Saturday, April 5, 2014

The world's finest youth academy is not the best developmental system




The world's finest youth academy is not the best developmental system.

Last Summer we brought in the youth academy coaches from GNK Dinamo Zagreb Academy of Croatia, in 2013 they were named a top 6 academy in the 2013 ECA report.  You can read that report here.

I met their Director, Romeo Jozak at the Indianapolis convention,  and he proposed bringing in some academy coaches for a week in the summer working with kids during the day and coach education in the evening.  


It was a a enlightening week. 

During the day the Croations introduced their methodology, they ran formal, precise, functional sessions focusing on simple play with both feet. "We will do everything with two feet."
In the afternoon we would inflate a couple of courts so the kids could play unstructured.  The normally hardbitten coaches immediately lightened up, "these are great, we need some of these" They would sit on the side of the inflatable and watch the game.  THey would join a team and try to hold a court. 
In the evenings they laid out their academy.  It was very good stuff. There are a couple of DVD's I would highly reccomend.  This is certainly a top academy. And they knew it.  They were making the case that it was not just a top 6 academy, it was the world's finest.  Organized, well thought out, systematic. U6 to U20.
One of the evenings they wrote the amount of transfer fees they were receiving and one of the players was Mateo Kovacic.  Inter Milan had paid 17 million Euros for him. My friend Tod lean over, "that guy is an interesting player,."

I was curious to see what characteristics this sort program would produce so I took Tod's advice and looked up Kovacic  on you tube
Ok this guy is interesting.  Look at the sequence at the 24 second mark, Kovacic dribbles into a den of defenders then zips right out again.  He doesn't look like a soccer player brought up in an academy and this little movement gives us a huge hint to his development.   He scoots out so fast, he looks like he's on skates and pulls off a seemingly impossible turn at full speed.
This is a very unusual movement. How do he do it?
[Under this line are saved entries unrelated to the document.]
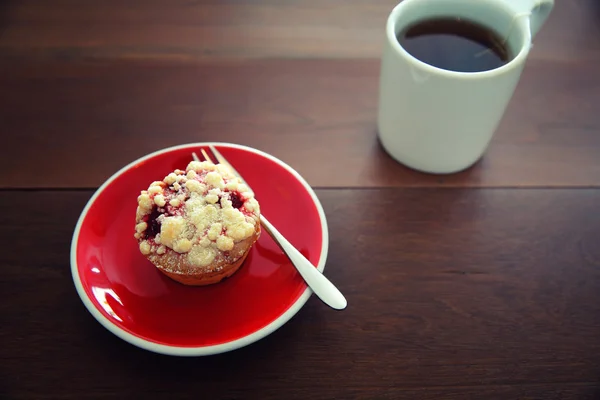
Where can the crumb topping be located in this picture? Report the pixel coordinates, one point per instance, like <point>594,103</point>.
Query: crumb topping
<point>200,213</point>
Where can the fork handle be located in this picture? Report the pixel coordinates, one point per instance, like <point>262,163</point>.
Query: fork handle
<point>319,284</point>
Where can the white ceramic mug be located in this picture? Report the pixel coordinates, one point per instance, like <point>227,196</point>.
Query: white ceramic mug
<point>442,121</point>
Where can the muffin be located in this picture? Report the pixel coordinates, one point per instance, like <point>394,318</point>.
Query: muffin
<point>197,226</point>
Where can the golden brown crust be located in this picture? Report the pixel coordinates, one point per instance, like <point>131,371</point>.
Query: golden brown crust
<point>196,225</point>
<point>175,265</point>
<point>206,278</point>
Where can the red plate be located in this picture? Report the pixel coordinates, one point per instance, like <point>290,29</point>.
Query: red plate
<point>133,300</point>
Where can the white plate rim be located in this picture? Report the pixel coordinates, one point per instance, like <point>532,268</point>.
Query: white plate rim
<point>202,350</point>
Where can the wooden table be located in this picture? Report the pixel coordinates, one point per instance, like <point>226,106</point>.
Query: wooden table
<point>483,284</point>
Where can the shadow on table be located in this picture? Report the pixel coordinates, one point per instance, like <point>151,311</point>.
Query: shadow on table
<point>210,374</point>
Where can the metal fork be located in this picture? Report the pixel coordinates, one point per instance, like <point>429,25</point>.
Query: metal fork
<point>319,284</point>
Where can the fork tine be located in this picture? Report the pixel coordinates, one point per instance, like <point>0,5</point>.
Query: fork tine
<point>223,160</point>
<point>206,156</point>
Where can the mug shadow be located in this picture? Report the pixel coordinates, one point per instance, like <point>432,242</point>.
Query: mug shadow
<point>383,167</point>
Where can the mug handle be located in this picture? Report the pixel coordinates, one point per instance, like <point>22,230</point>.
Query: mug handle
<point>537,10</point>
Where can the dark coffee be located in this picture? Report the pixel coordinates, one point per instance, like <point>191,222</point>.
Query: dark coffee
<point>455,44</point>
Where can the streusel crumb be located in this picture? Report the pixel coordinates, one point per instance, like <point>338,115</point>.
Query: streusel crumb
<point>202,216</point>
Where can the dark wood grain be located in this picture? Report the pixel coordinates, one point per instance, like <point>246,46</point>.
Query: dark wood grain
<point>478,285</point>
<point>180,30</point>
<point>90,119</point>
<point>453,293</point>
<point>94,85</point>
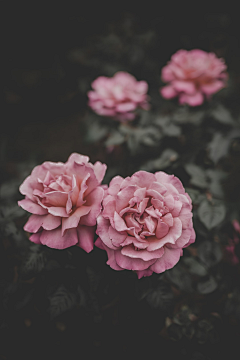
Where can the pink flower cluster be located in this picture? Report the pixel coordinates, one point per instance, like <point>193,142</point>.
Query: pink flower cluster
<point>143,221</point>
<point>118,96</point>
<point>192,76</point>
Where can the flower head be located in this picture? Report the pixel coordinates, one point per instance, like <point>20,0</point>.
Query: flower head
<point>65,200</point>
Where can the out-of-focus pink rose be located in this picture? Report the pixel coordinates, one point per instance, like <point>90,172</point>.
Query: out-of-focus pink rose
<point>193,75</point>
<point>65,200</point>
<point>145,222</point>
<point>118,96</point>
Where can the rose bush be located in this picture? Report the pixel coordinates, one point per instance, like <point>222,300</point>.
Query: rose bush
<point>118,96</point>
<point>192,76</point>
<point>65,200</point>
<point>145,222</point>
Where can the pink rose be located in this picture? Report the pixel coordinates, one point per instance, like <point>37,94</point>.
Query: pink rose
<point>118,96</point>
<point>145,222</point>
<point>65,200</point>
<point>193,75</point>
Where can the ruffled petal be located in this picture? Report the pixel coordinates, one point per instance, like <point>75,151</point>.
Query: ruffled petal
<point>55,240</point>
<point>32,207</point>
<point>94,201</point>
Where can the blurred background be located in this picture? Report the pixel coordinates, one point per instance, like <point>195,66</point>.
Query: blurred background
<point>51,56</point>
It's all right footed, he turns the ball with the outside of his foot leaning over and turning the corner at the same time.  The most incredible thing of all is how the heck did he learn it?

I can see it, If a Zagreb coach was there he would say, "hey, Kovacic, what are you doing' use your left foot to make that turn!"  And then they would have 200 perfectly designed repetition progressions to work it out. 

It would make sense that if he had been shaped by an academy with progressive two footed training, his ratio of touches with his left and right would be close.  So I went back to the video and counted touches:

123 touches with his right foot, 9 touches with his left foot. 

Wait, what about "both feet or else?" It was obvious that Kovacic had NOT grown up in their two footed system.  He looked like a street kid to me, confident on the ball, the ability to penetrate, the ability to see around him.  I began to think that Kovacic was NOT a product of this academy.

 So the next day I asked the coaches, 

tell me about Kovacic

What do you want to know?

Well, when did he first come to your academy?

He was 13. He's special. We recruited him .

What was he doing before he came to your academy? 

He was with a small academy, he was a street kid, playing everyday.

So Kovacic, growing up outside the structure of perhaps the top academy in the world, was able to outpace their system playing on the street. He was able to develop that 80 miles an hour right turn, he was able to culture his right foot and  By the time he was 13 he had developed skills so unusual, so effective that he was labelled "a natural" and brougt into the academy. 

And, in order to bring him in they had to release one of their players who perhaps had been in their system since when was 6 years old. whose only fault may have been coming to Zagreb so young. While he is six and working in Dinamo's formal system,  Kovacic is six and PLAYING. 

The world's greatest academy is not the best system of development.  That system, especially early,  is Free Play. 

Roberto Ayala, he came to River plate at 12, before that,  Free Play. Captained Argentina more times than anyone else.

Andreas Iniesta, Discover by Gines Melendez at 12, before that  Free Play. 2010 WC Game winner.

Ronaldo (Phenomeno)  Free Play until 16, WC leading scorer all time.

Mario Zagalo, Free Play until 16, 5 world cups.

"I was not coached until the age of 16. I believe in Play early, Learn Late."   --Michael Jordan

The formal  technification strategies of Dinamo are important, but perhaps, as in the Kovacic model, only after the requisite Free Play has been logged allowing the child and the game to grow together.  Waiting  allows children to gain the maturity and cognitive skills through play necessary for formal work and prevents them from becoming frustrated and discouraged by attempts to handle material they are simply not yet ready to understand.